No. 94/2012 | 11-06-2012
PGNiG: Issue of PGNiG S.A. notes under the Note Issue Programme Agreement of June 10th 2010
The Management Board of Polskie Górnictwo Naftowe i Gazownictwo S.A. (“PGNiG”) hereby reports on an issue of notes under the Domestic Note Issue Programme Agreement of June 10th 2010 changed by annexes no. 1 dated June 10th 2010 and annexes no. 2 dated November 25th 2011 (the “Programme”).
On June 11th 2012, PGNiG issued registered Series D120711A notes (the “Notes”) under the Programme.
1. Type of the Notes
The Notes are one-month unsecured registered discount notes in book-entry form. All the Notes are denominated in the Polish złoty and were offered in a private placement exclusively in the territory of Poland.
The Notes were acquired by the following banks (the “Noteholders”): Bank Polska Kasa Opieki S.A., ING Bank N.V., Powszechna Kasa Oszczędności Bank Polski S.A., Bank Handlowy w Warszawie S.A., Societe Generale S.A., BNP Paribas S.A. Polish Branch, Nordea Bank Polska S.A., Nordea Bank AB, Bank Zachodni WBK S.A. and BRE Bank S.A.
PGNiG is not planning to introduce the Notes to public trading.

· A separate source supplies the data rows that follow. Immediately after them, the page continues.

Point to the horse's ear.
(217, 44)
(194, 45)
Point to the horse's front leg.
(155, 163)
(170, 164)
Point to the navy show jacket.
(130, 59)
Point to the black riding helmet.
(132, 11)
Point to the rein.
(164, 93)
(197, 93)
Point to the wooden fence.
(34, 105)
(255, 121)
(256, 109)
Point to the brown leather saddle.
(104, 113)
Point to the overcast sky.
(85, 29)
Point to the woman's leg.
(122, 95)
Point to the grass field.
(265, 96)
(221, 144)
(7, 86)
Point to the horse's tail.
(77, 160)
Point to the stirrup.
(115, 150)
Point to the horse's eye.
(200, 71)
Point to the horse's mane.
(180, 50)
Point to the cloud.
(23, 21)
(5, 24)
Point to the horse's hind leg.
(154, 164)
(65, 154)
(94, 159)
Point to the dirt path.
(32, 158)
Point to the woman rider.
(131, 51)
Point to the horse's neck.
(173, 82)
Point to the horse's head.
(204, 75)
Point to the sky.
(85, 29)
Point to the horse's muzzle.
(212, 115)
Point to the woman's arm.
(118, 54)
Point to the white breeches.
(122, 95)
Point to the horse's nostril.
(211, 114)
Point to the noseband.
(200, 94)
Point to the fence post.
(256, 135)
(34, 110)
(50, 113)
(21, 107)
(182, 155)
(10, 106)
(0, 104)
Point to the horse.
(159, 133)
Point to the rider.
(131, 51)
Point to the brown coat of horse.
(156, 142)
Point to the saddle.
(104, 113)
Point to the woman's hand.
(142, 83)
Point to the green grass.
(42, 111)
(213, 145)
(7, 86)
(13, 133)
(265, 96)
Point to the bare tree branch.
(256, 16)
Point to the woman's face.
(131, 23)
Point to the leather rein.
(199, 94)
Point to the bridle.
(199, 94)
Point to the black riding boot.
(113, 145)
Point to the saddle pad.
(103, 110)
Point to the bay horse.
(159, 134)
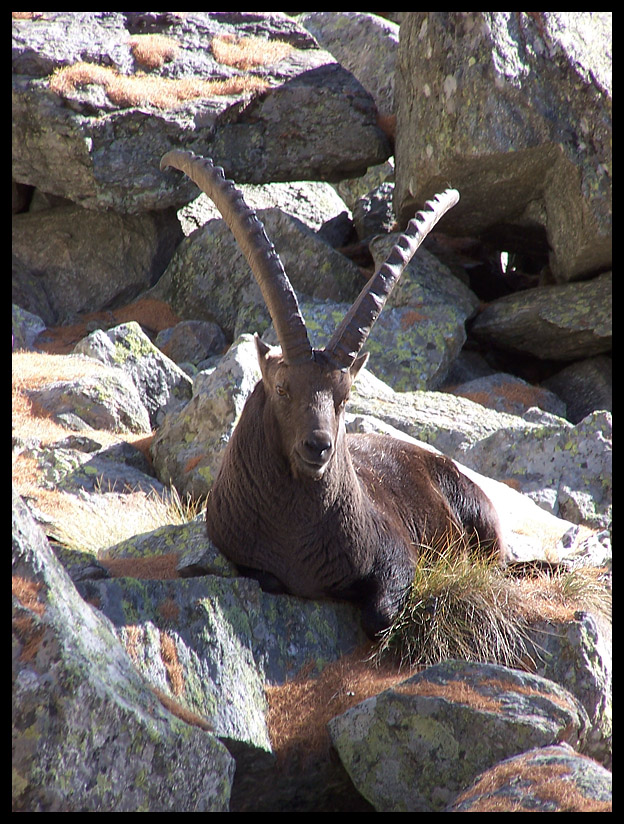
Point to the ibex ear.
(265, 353)
(262, 347)
(357, 364)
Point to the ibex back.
(298, 503)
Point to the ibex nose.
(318, 445)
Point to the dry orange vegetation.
(153, 50)
(248, 52)
(300, 709)
(548, 782)
(148, 90)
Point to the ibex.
(299, 504)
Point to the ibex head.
(306, 389)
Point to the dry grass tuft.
(144, 90)
(458, 607)
(151, 51)
(248, 52)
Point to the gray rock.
(209, 278)
(579, 655)
(373, 214)
(585, 387)
(546, 780)
(565, 469)
(507, 393)
(311, 202)
(26, 328)
(161, 384)
(565, 322)
(83, 260)
(108, 400)
(415, 746)
(102, 150)
(88, 732)
(191, 340)
(517, 110)
(363, 43)
(188, 447)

2. Objectives of the issue
The Notes have been issued in order to raise financing for PGNiG's day-to-day needs.
3. Size of the issue
4,400 Notes were issued.
4. Par value and issue price of the Notes
The par value of one Note is PLN 500,000.00 (five hundred thousand złoty).
The unit issue price has been determined based on one month WIBOR rate plus a margin.

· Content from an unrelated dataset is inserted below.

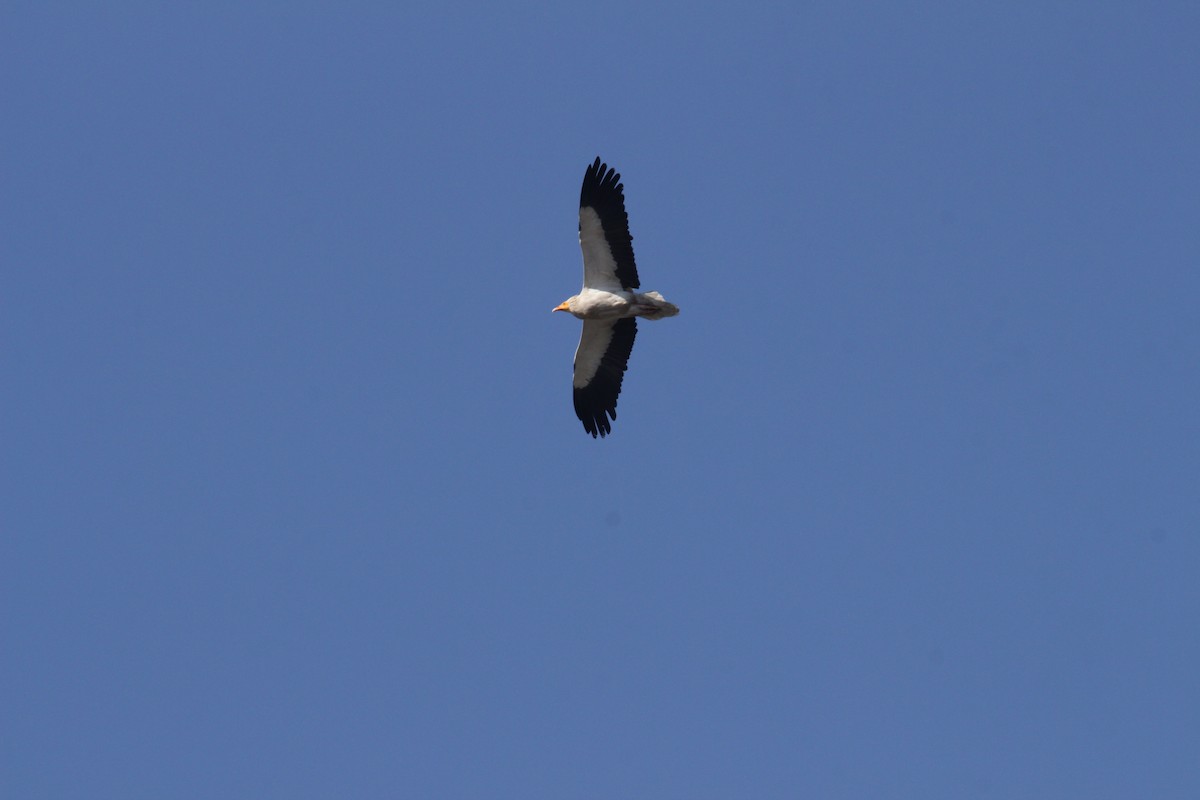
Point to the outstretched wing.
(599, 368)
(604, 232)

5. Redemption and interest payments
The Notes will be redeemed by way of a cash payment equal to the par value of the Note.
The Notes mature on July 11th 2012.
The Notes are discount notes, therefore no interest will be paid.
The Terms and Conditions of the Notes provide for early redemption of the Notes in the case of events which give the right for exercising the Early Redemption Option (including change of control; specified in detail in the Terms and Conditions of the Notes and known to the Noteholders) or in the event the issuer fails to discharge any matured financial liability under the Notes.
6. Security
The Notes are unsecured.
7. Value of PGNiG's liabilities as at the last day of the quarter preceding the offer to acquire the Notes and projections of PGNiG's liabilities until full redemption of the Notes
The value of PGNiG’s liabilities under loans and notes as at March 31st 2012 was PLN 6,502,114,000.00 (six billion, five hundred and two million, one hundred fourteen thousand złoty).
Following the Note issue discussed above, the total par value of the Notes issued under the Programme and outstanding as at June 11th 2012 was PLN 4,200,000,000.00 (four billion, two hundred million złoty). The projections of PGNiG’s liabilities will depend on current financial needs.
8. Details enabling potential investors to assess the effects of the project financed with the issue proceeds and the issuer's ability to meet its obligations under the notes, if any such project has been specified
Not applicable.
9. Translation of the value of non-cash payment into cash payment
Not applicable. No non-cash payments are to be made in connection with the Notes.